In "Casa", Ortiz Cofer takes us back in time to her household in San Juan, particularly during the traditional Puerto Rican daily hour of "cafe con leche", or coffee time. Here in the mahogany parlor, we witness how Mama (grandma) runs the hour as her listeners, made of four women of different generations from her family, sit to share stories.
The basic theme in "Casa" is, therefore, the tradition of sharing stories, which is a sign of the strong Spaniard influence in the island during this time in history. During the era of the 1950's, Puerto Ricans of the middle and upper classes had a social tendency to display much Spaniard customs that were quite evident in the idiosyncrasy of the people during that time, and some of hose customs are still quite guarded now in the 21st century.
Judith Ortiz Cofer takes special interest in the custom of storytelling because it denotes, in her eyes, the strongest of Puerto Rican traditions.
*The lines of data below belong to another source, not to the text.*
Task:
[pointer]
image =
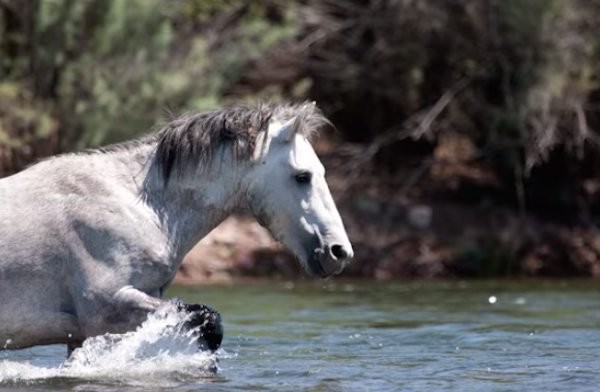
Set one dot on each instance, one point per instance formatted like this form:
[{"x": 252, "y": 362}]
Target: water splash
[{"x": 157, "y": 353}]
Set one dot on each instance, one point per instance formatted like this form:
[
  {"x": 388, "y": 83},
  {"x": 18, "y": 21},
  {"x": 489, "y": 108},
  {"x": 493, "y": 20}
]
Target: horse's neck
[{"x": 192, "y": 204}]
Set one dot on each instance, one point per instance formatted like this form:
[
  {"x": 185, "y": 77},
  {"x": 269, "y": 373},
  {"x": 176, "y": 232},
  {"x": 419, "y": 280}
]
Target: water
[{"x": 336, "y": 336}]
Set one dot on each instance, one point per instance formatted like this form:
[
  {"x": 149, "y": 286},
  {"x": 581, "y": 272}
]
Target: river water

She writes how stories that often were told over and over in the household were still listened to with the same degree of interest each time that they were repeated. With time, these ageless stories became more and more embellished. In the end, the actual story takes a personality of its own and is basically put into a "pool" of stories that will be used for specific reasons and during particular times.
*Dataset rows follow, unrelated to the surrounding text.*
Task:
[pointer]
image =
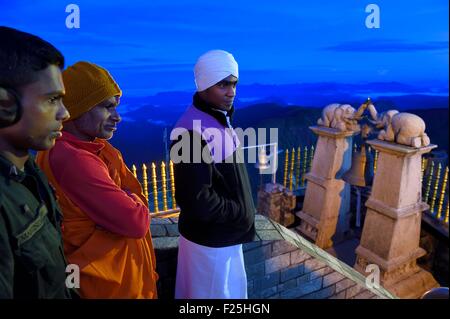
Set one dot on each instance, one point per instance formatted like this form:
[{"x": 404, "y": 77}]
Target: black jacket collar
[{"x": 208, "y": 108}]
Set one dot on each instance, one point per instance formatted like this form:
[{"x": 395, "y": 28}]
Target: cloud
[{"x": 388, "y": 46}]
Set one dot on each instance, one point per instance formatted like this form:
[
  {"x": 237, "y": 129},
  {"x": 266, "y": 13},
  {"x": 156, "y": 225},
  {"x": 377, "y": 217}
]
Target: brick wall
[{"x": 279, "y": 264}]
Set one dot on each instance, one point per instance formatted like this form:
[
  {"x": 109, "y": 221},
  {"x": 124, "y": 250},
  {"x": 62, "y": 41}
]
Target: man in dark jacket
[
  {"x": 32, "y": 264},
  {"x": 212, "y": 187}
]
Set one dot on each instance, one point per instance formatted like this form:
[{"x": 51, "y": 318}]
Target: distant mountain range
[{"x": 140, "y": 134}]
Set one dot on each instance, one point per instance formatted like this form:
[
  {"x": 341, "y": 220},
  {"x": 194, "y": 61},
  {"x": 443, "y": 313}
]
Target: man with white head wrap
[{"x": 214, "y": 194}]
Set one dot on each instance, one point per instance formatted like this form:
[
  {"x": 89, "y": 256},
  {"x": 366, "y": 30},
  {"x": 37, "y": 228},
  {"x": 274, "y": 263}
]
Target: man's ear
[{"x": 10, "y": 108}]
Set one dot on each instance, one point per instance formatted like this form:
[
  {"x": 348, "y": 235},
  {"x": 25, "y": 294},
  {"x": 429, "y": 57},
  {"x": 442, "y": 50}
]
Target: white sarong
[{"x": 210, "y": 273}]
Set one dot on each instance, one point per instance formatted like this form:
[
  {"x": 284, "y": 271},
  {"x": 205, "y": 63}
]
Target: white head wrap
[{"x": 212, "y": 67}]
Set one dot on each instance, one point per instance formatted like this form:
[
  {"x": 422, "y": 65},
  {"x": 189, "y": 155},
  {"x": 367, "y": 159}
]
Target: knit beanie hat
[{"x": 87, "y": 85}]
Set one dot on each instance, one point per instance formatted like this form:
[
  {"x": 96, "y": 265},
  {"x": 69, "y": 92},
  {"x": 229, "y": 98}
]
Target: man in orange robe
[{"x": 106, "y": 217}]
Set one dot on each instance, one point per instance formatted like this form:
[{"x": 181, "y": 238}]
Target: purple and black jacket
[{"x": 213, "y": 192}]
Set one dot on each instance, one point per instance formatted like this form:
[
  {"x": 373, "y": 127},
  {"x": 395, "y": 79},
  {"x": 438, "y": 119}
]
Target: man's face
[
  {"x": 42, "y": 113},
  {"x": 101, "y": 121},
  {"x": 222, "y": 94}
]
For instance, the story of "Maria la Loca" (crazy Mary) would coincide with someone's engagement or upcoming wedding, since Maria was known for being jilted at the altar and for becoming mad as a result of it.
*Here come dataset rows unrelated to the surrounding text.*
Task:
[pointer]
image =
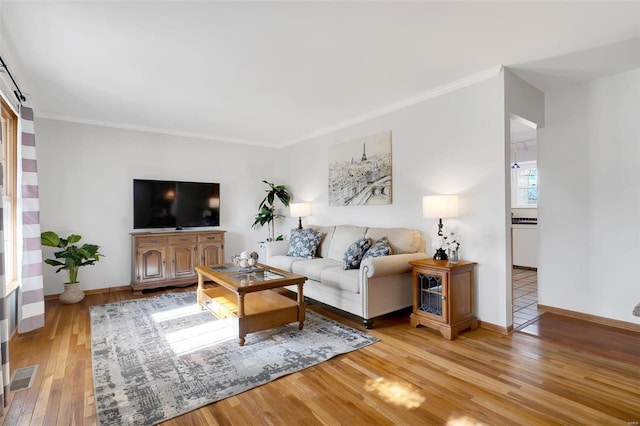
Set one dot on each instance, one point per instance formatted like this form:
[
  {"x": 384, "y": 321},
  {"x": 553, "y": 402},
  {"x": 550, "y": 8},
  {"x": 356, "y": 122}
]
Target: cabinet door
[
  {"x": 210, "y": 254},
  {"x": 183, "y": 261},
  {"x": 432, "y": 289},
  {"x": 151, "y": 264},
  {"x": 461, "y": 296}
]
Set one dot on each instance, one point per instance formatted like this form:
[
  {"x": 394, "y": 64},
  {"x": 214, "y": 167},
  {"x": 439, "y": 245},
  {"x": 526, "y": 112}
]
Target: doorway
[{"x": 524, "y": 222}]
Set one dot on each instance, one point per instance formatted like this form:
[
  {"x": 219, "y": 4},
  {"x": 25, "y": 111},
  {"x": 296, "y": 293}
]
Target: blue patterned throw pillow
[
  {"x": 353, "y": 255},
  {"x": 304, "y": 243},
  {"x": 378, "y": 249}
]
However, aside from the art of storytelling, Ortiz also honors the unique qualities of Puerto Rican tradition, particularly the tendencies of believing in the supernatural, the ironically yet superbly-powerful role of the matriarch in an otherwise male-dominated society, and the strong bond among parents and their adult children which, in a non-Puerto Rican environment, may seem almost exaggerated.
Therefore, Judith Ortiz focuses on analyzing these specific traditions as a former self-described "Navy Brat" who has seen the differences and similarities of the American and Puerto Rican cultures and who can definitely appreciate the unique traits of both.